Ethernet Guy: Is that an option on the switch?
Infiniband Expert: Maybe, it's a piece of software that may run on the switch or a server. 
Ethernet Guy: Where is it on my fabric?
Infiniband Guy: On your network, it's a daemon running on a server.
Ethernet Guy: Ugh, but server configuration is handled by a different group.

or

Ethernet Guy: What are GUIDs in Infiniband?
Infiniband Expert: The GUIDs in Infiniband are like MAC addresses.  They are NIC specific identifiers.
Ethernet Guy: Ok, then what's a LID.
Infinitude Expert: A LID is sort of like an IP address.  It's the software based identifier for a port.
Ethernet Guy: So why does my Infiniband NIC have a LID and an IP address?
Infiniband Expert: You get the IP address from IP over IB.  It's a separate driver.
Ethernet Guy: So I need to load 2 drivers for one NIC?
Infiniband Expert: Yup
Ethernet Guy: So how do I see the LID for my NIC.
Infiniband Expert: You can use one of many tools, like ibstat.
Ethernet Guy: Why isn't it in ifconfig?

I could go on and on, but the point is it's so different that the learning curve is quite steep.  There's new ways to debug problems, new ways to route, new advanced configuration, new tools to learn, etc.  For the majority of institutions, the performance gain of Infiniband must be immensely superior to justify the cost for retraining, transition, inefficiency, maintenance, etc.

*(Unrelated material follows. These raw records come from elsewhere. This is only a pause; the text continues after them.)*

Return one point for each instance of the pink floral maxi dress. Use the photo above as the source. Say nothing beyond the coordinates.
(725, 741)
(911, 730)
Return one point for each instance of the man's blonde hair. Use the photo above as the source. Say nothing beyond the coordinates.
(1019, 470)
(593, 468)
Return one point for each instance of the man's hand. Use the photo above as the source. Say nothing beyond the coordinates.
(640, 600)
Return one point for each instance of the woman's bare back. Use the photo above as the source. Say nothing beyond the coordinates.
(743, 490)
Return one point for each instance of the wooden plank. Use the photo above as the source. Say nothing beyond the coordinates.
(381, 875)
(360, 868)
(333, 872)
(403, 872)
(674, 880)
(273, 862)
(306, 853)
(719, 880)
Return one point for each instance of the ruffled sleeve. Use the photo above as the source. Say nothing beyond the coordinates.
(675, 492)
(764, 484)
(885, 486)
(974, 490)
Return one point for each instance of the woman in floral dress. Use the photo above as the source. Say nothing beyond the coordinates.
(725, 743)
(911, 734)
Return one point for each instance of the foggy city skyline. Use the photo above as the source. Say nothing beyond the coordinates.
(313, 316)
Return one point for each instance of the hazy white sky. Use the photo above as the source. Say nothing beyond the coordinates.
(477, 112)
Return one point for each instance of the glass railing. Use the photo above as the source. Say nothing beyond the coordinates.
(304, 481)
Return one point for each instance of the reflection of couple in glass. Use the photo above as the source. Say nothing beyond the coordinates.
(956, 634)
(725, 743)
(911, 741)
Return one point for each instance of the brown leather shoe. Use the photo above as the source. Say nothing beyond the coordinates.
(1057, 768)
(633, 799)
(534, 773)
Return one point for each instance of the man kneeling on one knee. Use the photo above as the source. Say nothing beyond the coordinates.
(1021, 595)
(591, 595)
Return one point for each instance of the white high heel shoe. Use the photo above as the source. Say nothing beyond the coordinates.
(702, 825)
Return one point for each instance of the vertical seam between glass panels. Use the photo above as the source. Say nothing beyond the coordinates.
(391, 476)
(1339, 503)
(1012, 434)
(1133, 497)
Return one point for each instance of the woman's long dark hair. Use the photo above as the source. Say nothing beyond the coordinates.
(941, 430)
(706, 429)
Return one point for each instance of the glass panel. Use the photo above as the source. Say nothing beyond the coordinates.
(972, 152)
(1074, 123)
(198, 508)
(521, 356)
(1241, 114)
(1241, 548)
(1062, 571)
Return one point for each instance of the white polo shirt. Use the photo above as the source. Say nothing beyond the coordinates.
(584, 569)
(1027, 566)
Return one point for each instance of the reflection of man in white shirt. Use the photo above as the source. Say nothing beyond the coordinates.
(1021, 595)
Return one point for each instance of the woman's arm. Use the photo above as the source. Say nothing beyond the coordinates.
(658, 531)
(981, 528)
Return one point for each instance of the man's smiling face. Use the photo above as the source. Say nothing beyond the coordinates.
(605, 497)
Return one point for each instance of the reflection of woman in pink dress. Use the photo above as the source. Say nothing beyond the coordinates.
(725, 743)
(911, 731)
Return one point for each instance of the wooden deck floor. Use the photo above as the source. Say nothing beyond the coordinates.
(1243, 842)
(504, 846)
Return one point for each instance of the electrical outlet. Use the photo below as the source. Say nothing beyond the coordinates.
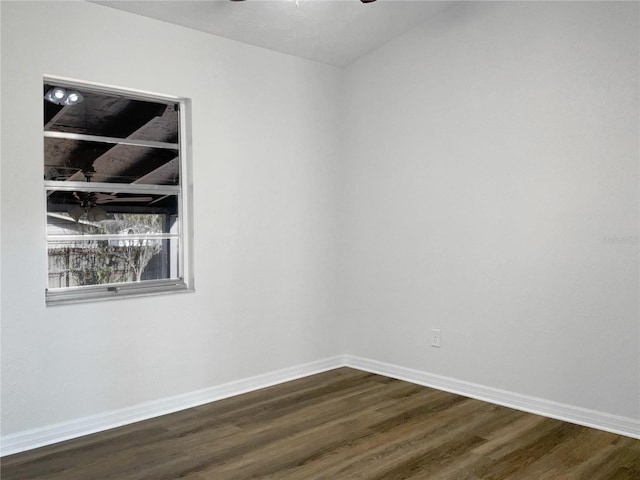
(435, 337)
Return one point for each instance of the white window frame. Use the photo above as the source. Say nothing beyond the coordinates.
(184, 192)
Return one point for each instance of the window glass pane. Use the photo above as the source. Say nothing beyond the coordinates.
(76, 160)
(91, 213)
(110, 115)
(83, 263)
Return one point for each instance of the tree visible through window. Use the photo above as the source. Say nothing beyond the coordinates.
(113, 170)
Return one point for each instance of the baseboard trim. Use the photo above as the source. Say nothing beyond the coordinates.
(590, 418)
(39, 437)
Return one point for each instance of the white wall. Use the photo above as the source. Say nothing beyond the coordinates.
(264, 148)
(492, 192)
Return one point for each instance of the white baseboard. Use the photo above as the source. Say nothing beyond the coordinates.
(38, 437)
(590, 418)
(30, 439)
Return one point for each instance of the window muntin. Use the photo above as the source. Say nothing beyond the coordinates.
(114, 171)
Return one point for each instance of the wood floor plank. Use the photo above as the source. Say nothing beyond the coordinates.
(343, 424)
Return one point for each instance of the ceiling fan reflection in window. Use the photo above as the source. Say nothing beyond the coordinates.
(89, 202)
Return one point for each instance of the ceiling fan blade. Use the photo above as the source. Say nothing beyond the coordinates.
(125, 200)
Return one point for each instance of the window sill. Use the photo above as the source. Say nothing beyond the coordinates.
(114, 292)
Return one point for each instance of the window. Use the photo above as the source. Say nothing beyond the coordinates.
(116, 185)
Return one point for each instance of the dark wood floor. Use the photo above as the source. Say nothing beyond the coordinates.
(342, 424)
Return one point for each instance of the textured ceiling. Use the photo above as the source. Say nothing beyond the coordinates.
(336, 32)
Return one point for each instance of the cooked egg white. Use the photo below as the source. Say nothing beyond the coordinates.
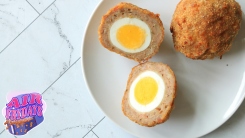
(147, 91)
(130, 35)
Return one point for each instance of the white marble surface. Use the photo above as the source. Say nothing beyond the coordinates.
(40, 51)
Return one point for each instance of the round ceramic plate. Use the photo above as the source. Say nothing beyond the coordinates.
(209, 91)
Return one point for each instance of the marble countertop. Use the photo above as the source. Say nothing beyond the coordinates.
(40, 51)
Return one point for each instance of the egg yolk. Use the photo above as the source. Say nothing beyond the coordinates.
(145, 90)
(131, 36)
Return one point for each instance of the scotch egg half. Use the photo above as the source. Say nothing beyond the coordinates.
(131, 31)
(150, 93)
(146, 91)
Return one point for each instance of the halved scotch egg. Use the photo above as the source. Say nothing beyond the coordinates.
(131, 31)
(150, 94)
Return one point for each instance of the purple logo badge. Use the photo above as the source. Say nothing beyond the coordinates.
(23, 112)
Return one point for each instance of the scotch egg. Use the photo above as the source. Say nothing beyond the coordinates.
(131, 31)
(150, 94)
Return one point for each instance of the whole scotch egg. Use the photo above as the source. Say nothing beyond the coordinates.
(131, 31)
(150, 94)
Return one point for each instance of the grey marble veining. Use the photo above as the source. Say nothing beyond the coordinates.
(40, 5)
(15, 16)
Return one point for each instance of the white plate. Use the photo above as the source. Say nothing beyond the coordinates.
(209, 91)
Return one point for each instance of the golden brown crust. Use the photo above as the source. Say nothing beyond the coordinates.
(161, 113)
(204, 29)
(129, 10)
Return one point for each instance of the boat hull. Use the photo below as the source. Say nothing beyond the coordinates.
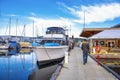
(48, 54)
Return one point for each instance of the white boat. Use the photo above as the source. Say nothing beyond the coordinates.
(53, 46)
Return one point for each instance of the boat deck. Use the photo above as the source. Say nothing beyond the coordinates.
(75, 70)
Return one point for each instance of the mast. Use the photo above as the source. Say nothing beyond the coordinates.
(33, 28)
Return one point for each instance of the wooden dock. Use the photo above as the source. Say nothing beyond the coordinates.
(75, 70)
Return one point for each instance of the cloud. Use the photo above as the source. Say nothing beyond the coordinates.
(96, 13)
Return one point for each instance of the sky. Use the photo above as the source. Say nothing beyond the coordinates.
(32, 17)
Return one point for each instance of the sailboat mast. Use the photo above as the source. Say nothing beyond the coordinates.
(33, 28)
(9, 26)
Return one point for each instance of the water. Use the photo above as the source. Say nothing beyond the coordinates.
(23, 66)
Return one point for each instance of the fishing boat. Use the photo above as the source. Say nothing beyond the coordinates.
(53, 46)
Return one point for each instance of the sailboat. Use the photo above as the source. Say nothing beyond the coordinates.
(53, 46)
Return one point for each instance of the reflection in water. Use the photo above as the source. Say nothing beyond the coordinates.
(18, 66)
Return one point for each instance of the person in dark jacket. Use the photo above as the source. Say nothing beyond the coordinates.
(85, 49)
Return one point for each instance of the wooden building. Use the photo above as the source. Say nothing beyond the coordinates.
(108, 38)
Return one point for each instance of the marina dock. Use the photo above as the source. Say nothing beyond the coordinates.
(75, 70)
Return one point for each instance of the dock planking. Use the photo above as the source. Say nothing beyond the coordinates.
(75, 70)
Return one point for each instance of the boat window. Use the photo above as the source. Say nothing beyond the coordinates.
(57, 30)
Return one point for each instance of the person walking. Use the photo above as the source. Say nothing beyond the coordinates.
(85, 49)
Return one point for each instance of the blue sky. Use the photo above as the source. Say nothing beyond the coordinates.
(46, 13)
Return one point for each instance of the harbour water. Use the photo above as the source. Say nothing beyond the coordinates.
(22, 65)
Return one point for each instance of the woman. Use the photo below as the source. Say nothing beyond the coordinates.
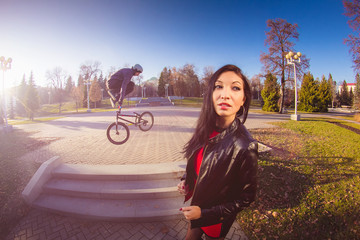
(221, 173)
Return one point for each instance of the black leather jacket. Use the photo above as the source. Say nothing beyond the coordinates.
(227, 180)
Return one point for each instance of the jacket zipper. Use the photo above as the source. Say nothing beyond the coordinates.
(197, 178)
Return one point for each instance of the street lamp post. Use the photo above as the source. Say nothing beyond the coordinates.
(167, 90)
(293, 58)
(87, 82)
(5, 65)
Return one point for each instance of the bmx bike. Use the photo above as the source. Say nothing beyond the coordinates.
(118, 132)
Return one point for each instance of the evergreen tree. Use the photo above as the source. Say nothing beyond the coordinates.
(32, 99)
(270, 93)
(20, 98)
(309, 94)
(357, 93)
(324, 95)
(95, 91)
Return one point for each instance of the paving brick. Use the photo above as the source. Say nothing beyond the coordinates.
(163, 143)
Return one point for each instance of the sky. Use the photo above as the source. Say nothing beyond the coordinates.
(42, 35)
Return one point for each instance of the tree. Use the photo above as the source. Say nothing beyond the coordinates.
(69, 85)
(77, 93)
(95, 91)
(20, 99)
(32, 99)
(332, 85)
(255, 85)
(324, 95)
(191, 80)
(357, 93)
(163, 80)
(208, 71)
(344, 95)
(309, 94)
(270, 93)
(88, 70)
(57, 79)
(280, 41)
(352, 10)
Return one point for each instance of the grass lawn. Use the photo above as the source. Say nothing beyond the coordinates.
(309, 185)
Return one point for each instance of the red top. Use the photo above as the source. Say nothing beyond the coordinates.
(213, 230)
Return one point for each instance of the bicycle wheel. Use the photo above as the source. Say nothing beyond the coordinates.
(146, 120)
(118, 135)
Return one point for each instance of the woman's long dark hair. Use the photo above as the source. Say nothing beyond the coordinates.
(207, 118)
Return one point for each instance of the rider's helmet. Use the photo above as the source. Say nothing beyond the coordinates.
(137, 68)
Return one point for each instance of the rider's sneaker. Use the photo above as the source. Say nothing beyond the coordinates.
(112, 102)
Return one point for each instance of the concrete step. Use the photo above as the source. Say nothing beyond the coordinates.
(149, 189)
(140, 172)
(109, 209)
(112, 192)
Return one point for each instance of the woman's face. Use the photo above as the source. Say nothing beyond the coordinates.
(228, 96)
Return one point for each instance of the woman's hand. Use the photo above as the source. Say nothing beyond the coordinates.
(192, 212)
(182, 188)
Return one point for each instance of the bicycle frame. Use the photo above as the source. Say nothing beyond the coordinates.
(120, 116)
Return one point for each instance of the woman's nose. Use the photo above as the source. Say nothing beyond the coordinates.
(224, 94)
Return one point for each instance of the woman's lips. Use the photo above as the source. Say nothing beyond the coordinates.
(224, 106)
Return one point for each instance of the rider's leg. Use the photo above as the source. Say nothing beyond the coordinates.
(130, 87)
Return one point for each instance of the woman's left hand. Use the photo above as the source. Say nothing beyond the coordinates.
(192, 212)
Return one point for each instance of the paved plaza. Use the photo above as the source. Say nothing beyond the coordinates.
(81, 139)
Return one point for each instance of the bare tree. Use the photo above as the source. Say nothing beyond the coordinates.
(208, 71)
(255, 85)
(280, 41)
(88, 70)
(352, 10)
(77, 94)
(95, 91)
(57, 79)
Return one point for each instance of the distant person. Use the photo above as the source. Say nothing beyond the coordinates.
(119, 85)
(221, 171)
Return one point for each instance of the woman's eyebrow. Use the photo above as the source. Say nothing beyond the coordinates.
(239, 82)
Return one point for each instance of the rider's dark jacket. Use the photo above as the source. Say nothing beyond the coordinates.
(227, 180)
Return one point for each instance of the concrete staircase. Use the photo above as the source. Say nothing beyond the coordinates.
(154, 101)
(131, 193)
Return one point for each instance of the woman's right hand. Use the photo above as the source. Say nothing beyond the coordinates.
(182, 188)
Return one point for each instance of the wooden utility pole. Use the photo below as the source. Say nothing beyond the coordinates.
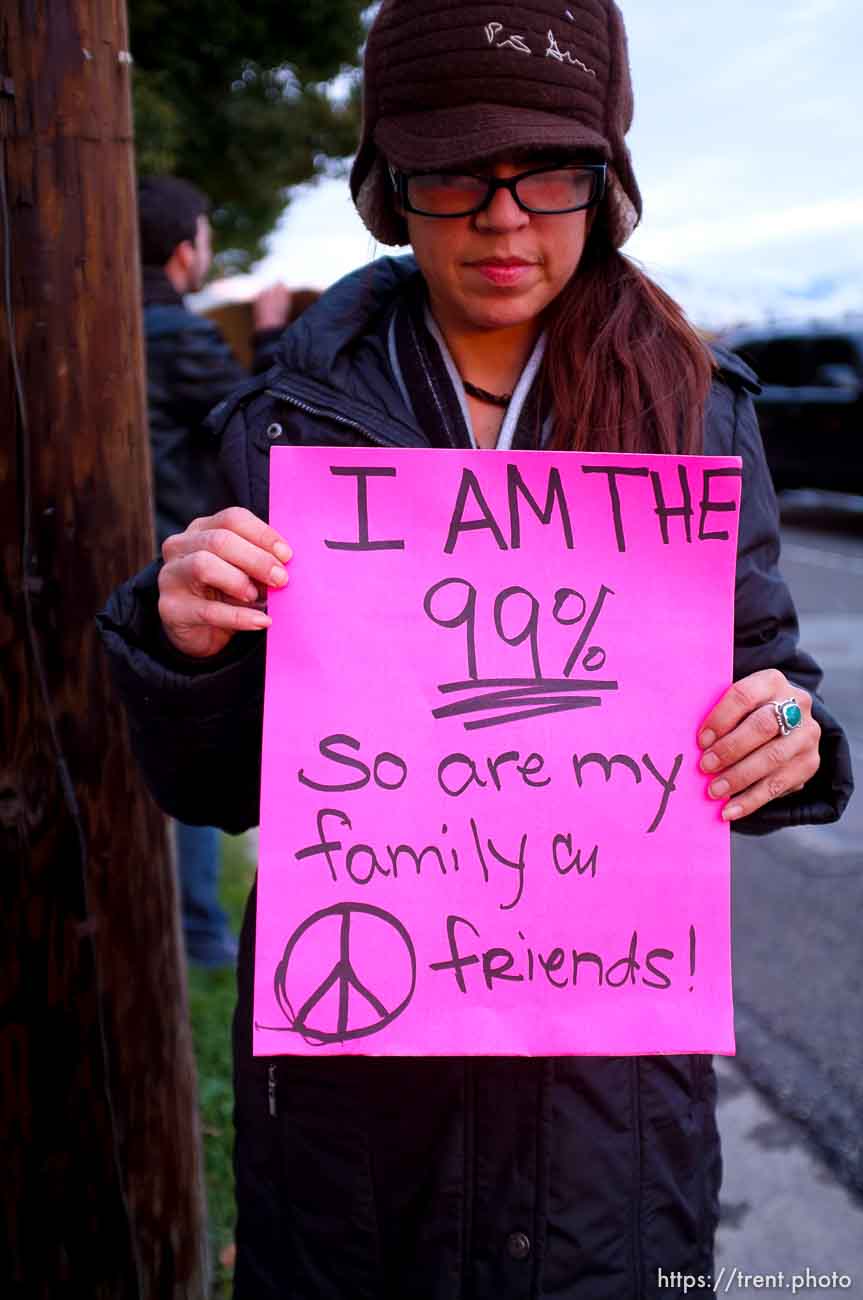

How many institutions found Infiniband to be "immensely superior" for their needs?  It seems to be not many.  I can imagine this conversation happening in many companies:

Manager: Hey, Engineer can you take a look at this Infiniband thing.   The sales people say it's super fast for the price.
Engineer: Sure thing, I'll play with it.
<1 week later>
Manager: So how is Infiniband?
Engineer: I can't figure any of this out.

and that's the end of Infiniband at that company.